Materials and Methods

Sixty SHR rats were divided into two groups: those showing osteonecrosis (SHR+n group: 32), and those showing normal ossification (SHR-n group: 28). Thirty Wister Kyoto rats served as a control. For histomorphological measurement, the length of each zone of the growth plate was measured. Cell kinetics was measured by 5-bromo-2'-deoxyuridin (BrdU) immunohistochemistry and transferase-mediated deoxyuridine triphosphate-biotin nick end labeling (TUNEL) assays. Vascular endothelial growth factor (VEGF) immunohistochemistry was used to identify of expression of VEGF.

Results

The lengths of growth plates of the SHR+n group were significantly shorter in the initial growth period than those of the other groups. The lowest proliferative rate and the highest apoptosis rate were observed in the SHR+n group at the initial growth period. The expression of VEGF in the growth plate of the SHR group was lower than the control group, and it was lower in the SHR+n group than in the SHR-n group.

Conclusion

The growth plate of the SHR+n group was found to be affected by disease process of ischemic necrosis of the femoral head, and this might explain the relative overgrowth of the greater trochanter in the later stages of LCP disease.

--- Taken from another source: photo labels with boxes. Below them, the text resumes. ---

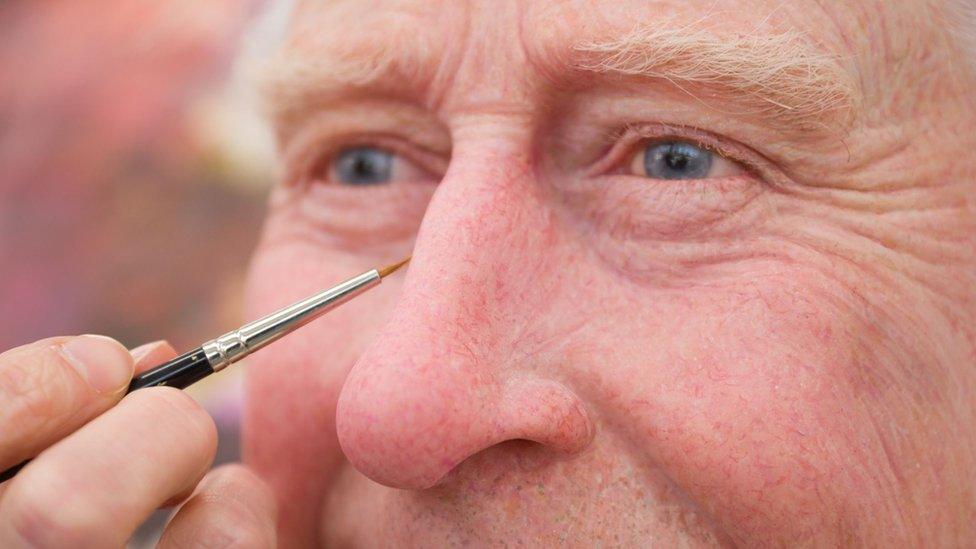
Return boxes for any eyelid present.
[585,124,770,181]
[283,133,447,187]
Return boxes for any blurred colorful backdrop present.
[0,0,282,540]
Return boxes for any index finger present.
[0,335,133,470]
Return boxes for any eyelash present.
[586,124,767,178]
[285,134,445,187]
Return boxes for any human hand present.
[0,335,275,547]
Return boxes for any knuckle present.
[194,521,275,549]
[4,478,105,548]
[0,351,79,444]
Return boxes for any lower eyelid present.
[568,174,764,239]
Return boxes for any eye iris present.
[335,147,393,185]
[644,142,712,179]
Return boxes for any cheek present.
[601,266,916,541]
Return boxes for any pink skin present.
[245,0,976,546]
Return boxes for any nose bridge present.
[336,142,591,488]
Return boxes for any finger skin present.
[132,341,178,375]
[158,465,277,549]
[0,387,217,547]
[0,337,132,469]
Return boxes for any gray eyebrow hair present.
[573,24,859,131]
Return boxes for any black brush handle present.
[126,347,213,393]
[0,347,213,482]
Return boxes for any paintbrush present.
[0,257,410,482]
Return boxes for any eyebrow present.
[573,25,859,131]
[256,23,860,135]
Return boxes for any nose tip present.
[336,342,593,490]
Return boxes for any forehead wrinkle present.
[573,22,859,134]
[250,3,443,127]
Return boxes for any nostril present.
[336,342,593,490]
[502,376,595,454]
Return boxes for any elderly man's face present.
[245,0,976,546]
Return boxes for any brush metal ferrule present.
[202,269,381,372]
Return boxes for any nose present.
[336,146,593,489]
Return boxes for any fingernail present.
[129,339,166,363]
[61,335,133,393]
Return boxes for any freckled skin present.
[244,0,976,547]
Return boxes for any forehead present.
[291,0,892,57]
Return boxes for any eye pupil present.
[644,142,712,179]
[334,147,393,185]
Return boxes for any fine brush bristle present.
[379,257,410,278]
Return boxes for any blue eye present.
[333,147,393,185]
[643,141,714,179]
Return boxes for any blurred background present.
[0,0,284,546]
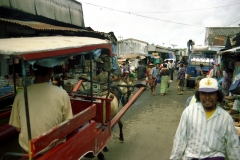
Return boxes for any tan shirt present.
[9,83,73,151]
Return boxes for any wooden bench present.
[31,104,96,158]
[71,96,112,125]
[0,110,19,146]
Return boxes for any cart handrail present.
[31,104,96,157]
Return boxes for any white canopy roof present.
[0,36,112,60]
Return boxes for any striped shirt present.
[170,102,240,160]
[150,67,159,78]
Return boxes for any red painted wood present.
[71,96,112,124]
[31,104,96,156]
[111,87,145,128]
[0,110,11,119]
[38,121,97,160]
[73,80,82,93]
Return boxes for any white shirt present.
[170,102,240,160]
[9,83,73,151]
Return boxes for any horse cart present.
[0,36,145,160]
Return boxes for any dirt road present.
[85,76,193,160]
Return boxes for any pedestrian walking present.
[177,63,185,95]
[136,61,147,84]
[159,64,169,96]
[183,62,188,91]
[168,60,174,82]
[170,78,240,160]
[150,63,159,96]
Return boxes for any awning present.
[219,47,240,55]
[0,18,81,32]
[229,71,240,91]
[0,36,113,60]
[118,59,126,62]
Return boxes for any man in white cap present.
[170,78,240,160]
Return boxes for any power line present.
[222,17,240,27]
[79,1,203,28]
[131,3,240,13]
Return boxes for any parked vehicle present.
[0,36,145,160]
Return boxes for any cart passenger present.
[9,65,73,151]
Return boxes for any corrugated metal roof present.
[0,18,80,32]
[0,36,112,59]
[207,27,240,36]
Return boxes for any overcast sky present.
[78,0,240,48]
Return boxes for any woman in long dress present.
[160,63,169,96]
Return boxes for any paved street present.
[87,76,193,160]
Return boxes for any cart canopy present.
[0,36,114,60]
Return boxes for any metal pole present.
[21,59,32,159]
[89,52,93,105]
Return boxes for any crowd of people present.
[9,56,240,160]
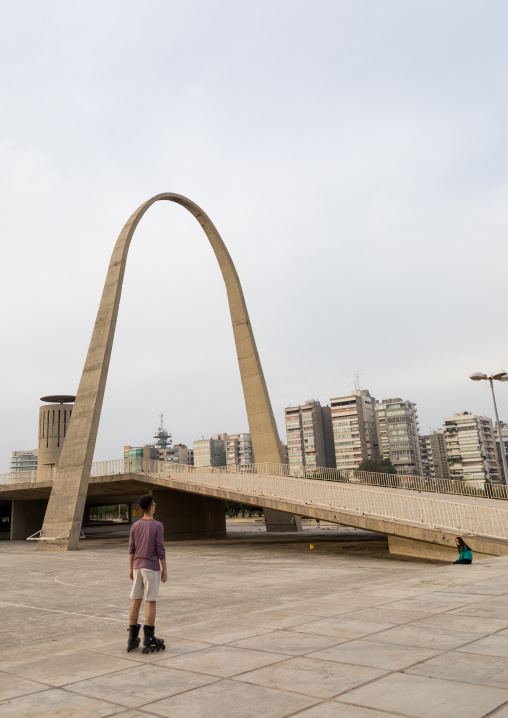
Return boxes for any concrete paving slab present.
[406,651,508,688]
[2,651,132,686]
[365,626,479,651]
[290,618,396,640]
[326,606,435,626]
[492,705,508,718]
[449,602,508,618]
[90,626,211,663]
[457,636,508,657]
[434,581,508,596]
[241,657,386,698]
[159,646,288,678]
[298,701,400,718]
[412,613,508,635]
[0,689,124,718]
[0,672,48,701]
[143,680,317,718]
[167,621,270,645]
[236,608,322,628]
[485,593,508,606]
[231,631,347,656]
[67,663,217,708]
[340,673,508,718]
[4,536,508,718]
[380,591,482,613]
[307,640,438,671]
[286,599,361,618]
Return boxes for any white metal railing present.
[0,468,55,484]
[0,458,508,500]
[155,462,508,539]
[2,459,508,539]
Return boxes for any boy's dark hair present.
[139,494,153,514]
[457,536,471,553]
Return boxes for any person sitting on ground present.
[127,494,168,653]
[452,536,473,565]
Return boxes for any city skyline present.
[0,0,508,472]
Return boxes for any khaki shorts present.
[131,568,161,601]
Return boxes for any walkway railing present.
[0,459,508,539]
[157,462,508,539]
[0,458,508,500]
[92,458,508,500]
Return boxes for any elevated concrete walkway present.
[0,461,508,561]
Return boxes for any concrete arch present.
[38,192,282,550]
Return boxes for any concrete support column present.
[152,489,226,541]
[10,499,48,541]
[263,509,302,532]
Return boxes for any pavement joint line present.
[482,701,508,718]
[284,698,408,718]
[0,601,125,623]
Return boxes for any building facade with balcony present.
[444,411,502,483]
[226,433,254,466]
[496,421,508,484]
[193,434,227,466]
[284,400,335,471]
[375,398,422,476]
[9,449,37,474]
[330,389,379,469]
[420,429,450,479]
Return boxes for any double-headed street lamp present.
[469,371,508,484]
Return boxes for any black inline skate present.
[141,626,166,653]
[127,623,141,653]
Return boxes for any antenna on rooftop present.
[352,372,365,391]
[153,414,173,449]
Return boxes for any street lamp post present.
[469,371,508,484]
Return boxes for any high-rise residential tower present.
[9,449,37,473]
[444,411,502,483]
[284,400,335,470]
[330,389,379,469]
[376,398,422,476]
[226,433,254,466]
[193,434,228,466]
[420,429,450,479]
[496,421,508,484]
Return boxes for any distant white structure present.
[444,411,501,483]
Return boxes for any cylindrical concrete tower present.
[37,394,76,469]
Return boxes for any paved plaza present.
[0,525,508,718]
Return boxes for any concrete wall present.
[10,499,48,541]
[152,489,226,541]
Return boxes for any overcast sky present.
[0,0,508,471]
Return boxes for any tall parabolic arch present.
[39,192,288,550]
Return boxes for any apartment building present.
[9,449,37,473]
[375,398,422,476]
[496,421,508,484]
[444,411,502,483]
[226,433,254,466]
[284,400,335,471]
[330,389,379,469]
[123,444,158,473]
[193,434,228,466]
[157,444,194,466]
[419,429,450,479]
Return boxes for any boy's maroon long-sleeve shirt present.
[129,519,166,571]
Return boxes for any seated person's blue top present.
[458,546,473,561]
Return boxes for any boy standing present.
[127,494,168,653]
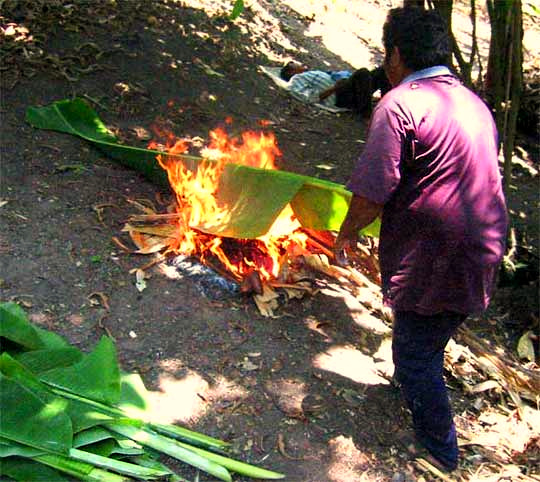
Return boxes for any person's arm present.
[334,194,383,265]
[319,84,337,102]
[319,79,347,102]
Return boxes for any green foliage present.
[0,303,283,482]
[229,0,244,20]
[26,99,380,238]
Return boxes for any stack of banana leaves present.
[0,303,284,482]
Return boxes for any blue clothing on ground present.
[392,311,466,470]
[328,70,352,82]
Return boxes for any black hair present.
[336,67,392,117]
[383,7,451,70]
[279,60,301,82]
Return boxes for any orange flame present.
[151,128,307,280]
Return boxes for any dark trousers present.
[392,311,466,470]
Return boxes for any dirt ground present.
[0,0,538,482]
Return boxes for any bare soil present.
[0,0,538,482]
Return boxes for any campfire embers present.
[124,120,384,316]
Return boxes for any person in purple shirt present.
[334,7,507,471]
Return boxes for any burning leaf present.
[26,99,379,238]
[135,269,146,292]
[253,285,279,318]
[517,330,535,362]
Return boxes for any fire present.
[149,128,307,280]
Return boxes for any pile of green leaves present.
[0,303,284,482]
[26,98,380,238]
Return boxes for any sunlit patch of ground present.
[313,346,389,385]
[143,360,247,423]
[327,435,383,482]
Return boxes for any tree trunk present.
[485,0,523,196]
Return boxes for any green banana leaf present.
[39,336,120,405]
[0,370,73,455]
[26,98,380,238]
[0,457,71,482]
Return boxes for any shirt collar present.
[400,65,452,84]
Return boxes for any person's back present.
[363,71,506,314]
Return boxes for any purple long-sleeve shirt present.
[348,68,507,315]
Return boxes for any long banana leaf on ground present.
[0,303,284,482]
[26,98,380,238]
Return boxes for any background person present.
[280,61,390,117]
[334,8,507,471]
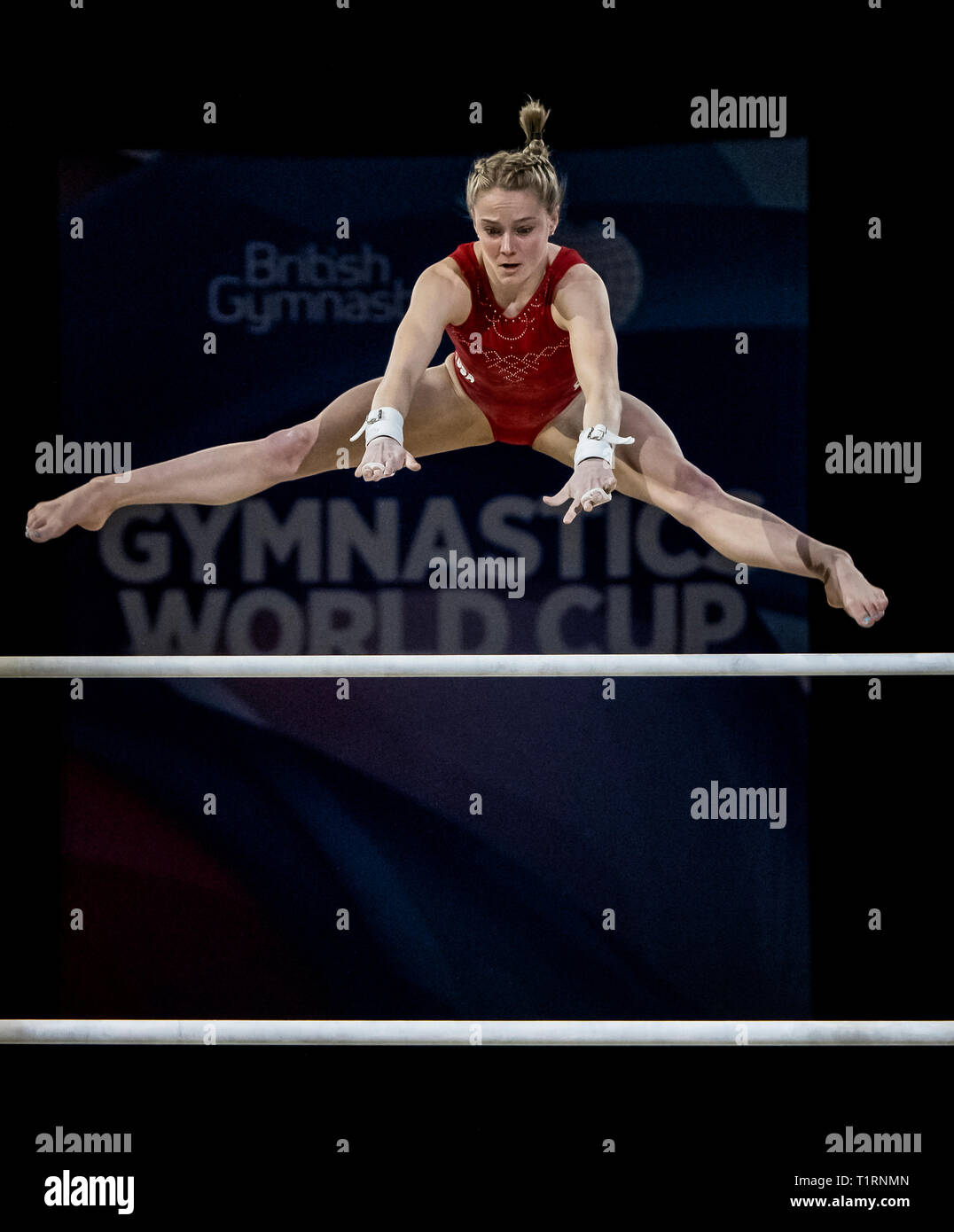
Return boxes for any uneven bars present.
[0,653,954,679]
[0,1019,954,1046]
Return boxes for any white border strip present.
[0,1018,954,1046]
[0,653,954,679]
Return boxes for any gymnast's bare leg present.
[26,363,493,543]
[534,393,888,628]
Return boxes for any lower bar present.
[0,1018,954,1045]
[0,651,954,679]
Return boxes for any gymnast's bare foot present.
[26,476,114,543]
[822,552,888,628]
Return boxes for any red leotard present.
[448,240,587,445]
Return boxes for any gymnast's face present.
[473,189,559,287]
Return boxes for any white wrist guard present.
[573,424,636,467]
[351,407,404,446]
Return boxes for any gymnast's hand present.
[355,436,420,483]
[543,458,616,524]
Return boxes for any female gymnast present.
[26,102,888,628]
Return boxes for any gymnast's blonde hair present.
[465,98,565,217]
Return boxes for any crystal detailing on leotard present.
[448,243,585,445]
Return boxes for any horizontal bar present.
[0,1018,954,1046]
[0,653,954,679]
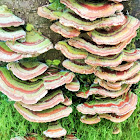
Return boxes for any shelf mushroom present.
[7,61,48,80]
[0,42,32,62]
[6,31,53,55]
[0,67,48,104]
[0,5,24,27]
[14,102,72,123]
[88,16,140,45]
[50,22,80,38]
[60,0,124,21]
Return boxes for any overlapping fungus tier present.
[62,59,95,74]
[0,67,48,104]
[111,62,134,71]
[80,115,101,124]
[0,27,26,41]
[99,110,134,123]
[64,134,80,140]
[55,41,88,59]
[77,92,137,115]
[94,62,140,82]
[85,52,124,67]
[88,16,140,45]
[59,11,126,31]
[85,49,140,68]
[76,84,131,98]
[14,102,72,123]
[0,42,32,62]
[65,78,80,91]
[50,22,80,38]
[37,4,61,20]
[68,37,131,56]
[94,71,140,89]
[0,5,24,27]
[7,61,48,80]
[60,0,124,21]
[108,0,128,2]
[43,121,67,138]
[43,71,75,89]
[20,89,65,111]
[123,49,140,62]
[94,77,122,91]
[80,110,134,124]
[62,95,72,106]
[6,31,53,55]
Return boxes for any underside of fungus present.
[43,121,67,138]
[76,84,131,98]
[88,16,140,45]
[68,37,131,56]
[0,42,32,62]
[6,31,53,55]
[0,27,26,41]
[14,102,72,123]
[60,0,123,21]
[59,11,126,31]
[62,59,95,74]
[94,62,140,82]
[0,5,24,27]
[20,89,65,111]
[7,61,48,80]
[37,5,61,20]
[77,92,137,115]
[65,78,80,92]
[55,41,88,59]
[50,22,80,38]
[0,67,48,104]
[43,71,75,89]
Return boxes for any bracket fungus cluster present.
[0,5,76,138]
[38,0,140,127]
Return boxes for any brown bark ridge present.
[0,0,140,59]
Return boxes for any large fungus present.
[7,61,48,80]
[88,16,140,45]
[85,52,124,67]
[14,102,72,123]
[43,71,75,89]
[59,11,126,31]
[65,78,80,91]
[111,62,134,71]
[76,84,131,98]
[55,41,88,59]
[0,27,26,43]
[50,22,80,38]
[43,121,67,138]
[68,37,131,56]
[62,95,72,106]
[0,67,48,104]
[77,92,137,115]
[0,42,32,62]
[60,0,124,21]
[62,59,95,74]
[20,89,65,111]
[64,134,80,140]
[0,5,24,27]
[94,71,140,90]
[37,5,61,20]
[94,62,140,82]
[80,115,101,124]
[6,31,53,55]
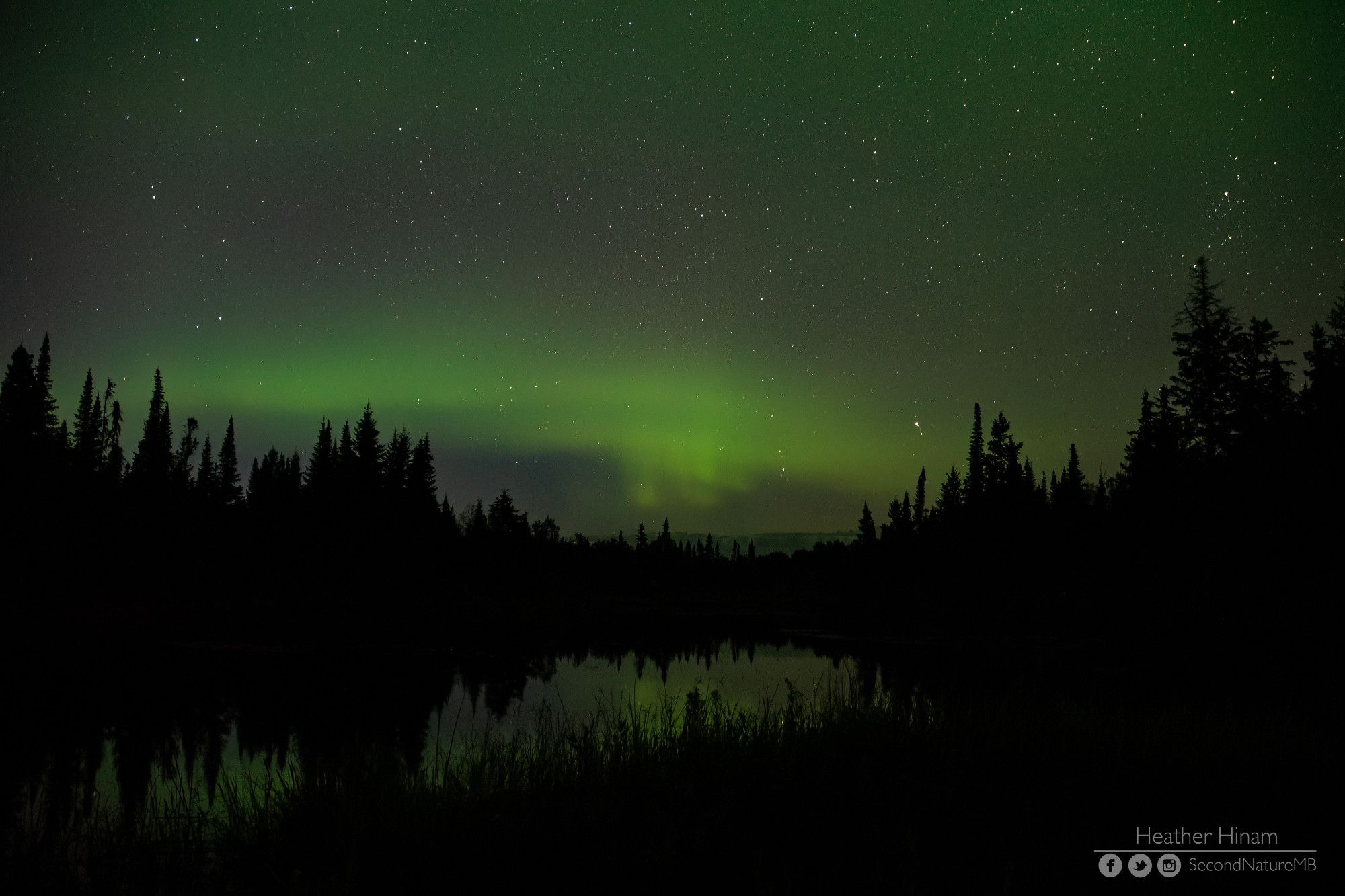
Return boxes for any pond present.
[11,638,882,825]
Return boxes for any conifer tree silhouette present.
[130,368,174,498]
[964,401,986,507]
[1303,284,1345,406]
[218,417,243,506]
[406,434,438,517]
[1235,316,1295,446]
[32,335,59,440]
[304,417,339,495]
[913,467,925,526]
[855,501,878,551]
[74,370,102,477]
[1171,255,1241,459]
[935,467,964,524]
[0,343,42,491]
[196,432,218,497]
[172,417,200,495]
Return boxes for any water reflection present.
[15,638,881,831]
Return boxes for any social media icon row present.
[1098,853,1181,877]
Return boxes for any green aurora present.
[0,1,1345,534]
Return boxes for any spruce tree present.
[74,370,102,475]
[406,434,438,514]
[196,432,218,506]
[382,426,412,495]
[855,501,878,551]
[913,467,925,526]
[0,343,42,471]
[1303,284,1345,406]
[218,417,243,506]
[34,335,61,440]
[964,401,986,507]
[1171,255,1241,458]
[172,417,200,494]
[935,467,964,524]
[304,417,336,502]
[130,368,174,497]
[1235,316,1295,444]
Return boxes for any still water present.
[24,639,880,815]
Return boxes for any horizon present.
[0,3,1345,533]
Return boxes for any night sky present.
[0,0,1345,534]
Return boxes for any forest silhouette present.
[0,257,1345,630]
[0,258,1345,892]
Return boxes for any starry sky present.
[0,0,1345,534]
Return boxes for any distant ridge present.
[671,529,854,557]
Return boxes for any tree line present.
[0,257,1345,573]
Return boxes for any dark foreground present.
[4,600,1340,892]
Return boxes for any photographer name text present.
[1135,827,1279,846]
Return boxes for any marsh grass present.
[11,676,1325,892]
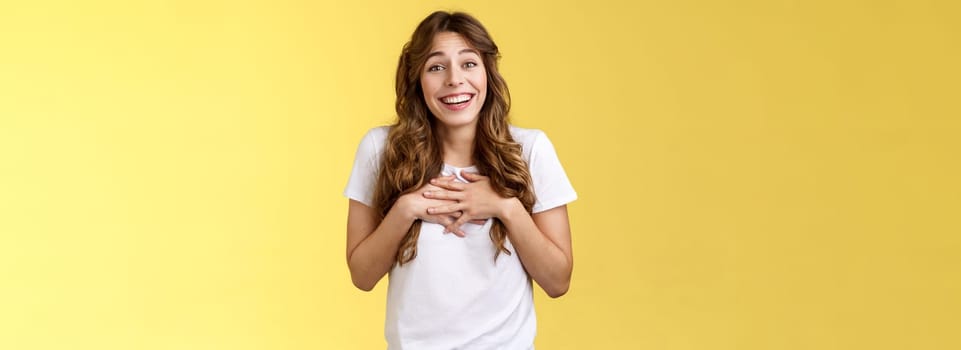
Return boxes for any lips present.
[438,93,474,111]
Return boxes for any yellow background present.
[0,0,961,350]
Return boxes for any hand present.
[423,172,508,236]
[398,177,484,237]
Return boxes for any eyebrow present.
[427,48,480,59]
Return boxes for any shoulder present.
[361,125,390,148]
[510,125,547,161]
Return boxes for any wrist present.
[394,193,418,222]
[498,197,527,221]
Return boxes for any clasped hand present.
[400,172,505,237]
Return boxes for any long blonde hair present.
[374,11,534,265]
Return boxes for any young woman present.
[344,12,577,350]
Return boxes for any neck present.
[438,124,477,168]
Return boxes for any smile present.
[439,93,474,111]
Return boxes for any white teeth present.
[441,94,471,103]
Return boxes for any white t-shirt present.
[344,126,577,350]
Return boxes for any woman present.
[345,12,577,350]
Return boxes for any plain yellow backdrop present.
[0,0,961,350]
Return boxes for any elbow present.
[347,258,377,292]
[544,281,571,299]
[350,276,376,292]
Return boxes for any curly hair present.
[374,11,535,265]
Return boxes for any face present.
[420,32,487,127]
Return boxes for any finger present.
[460,171,487,182]
[423,215,457,227]
[427,203,464,215]
[445,215,467,237]
[424,190,464,201]
[430,179,466,191]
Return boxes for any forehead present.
[430,32,474,56]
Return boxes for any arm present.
[347,179,472,291]
[498,198,574,298]
[347,199,415,291]
[424,173,574,298]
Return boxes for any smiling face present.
[420,32,487,128]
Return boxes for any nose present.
[447,68,464,87]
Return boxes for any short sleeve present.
[528,131,577,213]
[344,128,387,207]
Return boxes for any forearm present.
[500,198,573,298]
[347,206,414,291]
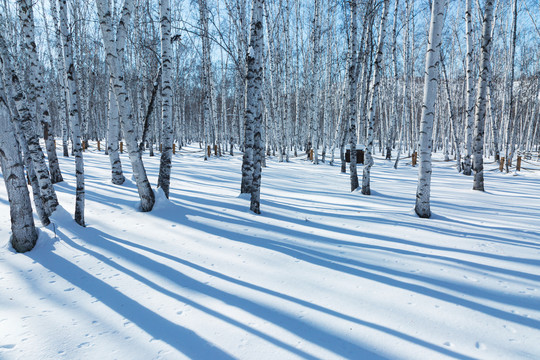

Keywords: Spontaneous hypertensive rats, growth plate, avascular necrosis, apoptosis, vascular endothelial growth factor

INTRODUCTION

Legg-Calvé-Perthes (LCP) disease is a pediatric illness characterized by avascular necrosis in the immature capital femoral epiphysis of the femoral head.1-3 Contrary to avascular necrosis in the femoral head in adults, LCP disease is accompanied by a remodeling procedure during its natural course. During the remodeling process, dead bone is replaced with living bone, and the deformed head can remodel.4-6 In approximately 40% of pediatric patients, even if properly treated, the length of the femoral neck becomes short after the completion of growth, and limping can occur because of the relative overgrowth of the greater trochanter area.2,4

Even if the necrotic femoral head is reduced into the acetabulum socket by surgical or non-surgical treatment, persistent residual deformity occurs quite commonly, which results in a deformed head and subsequent early degenerative arthritis of the hip joint. Ponseti, et al.1 reported cleft formation with amorphous debris in the growth plate accompanying amorphous residue and extravasations. They observed that cartilage cells continued to proliferate while ossification within the cartilage did not occur. This implies that avascular necrosis in LCP disease is not simply limited to the epiphysis of the femoral head, but also simultaneously extends to the growth plate.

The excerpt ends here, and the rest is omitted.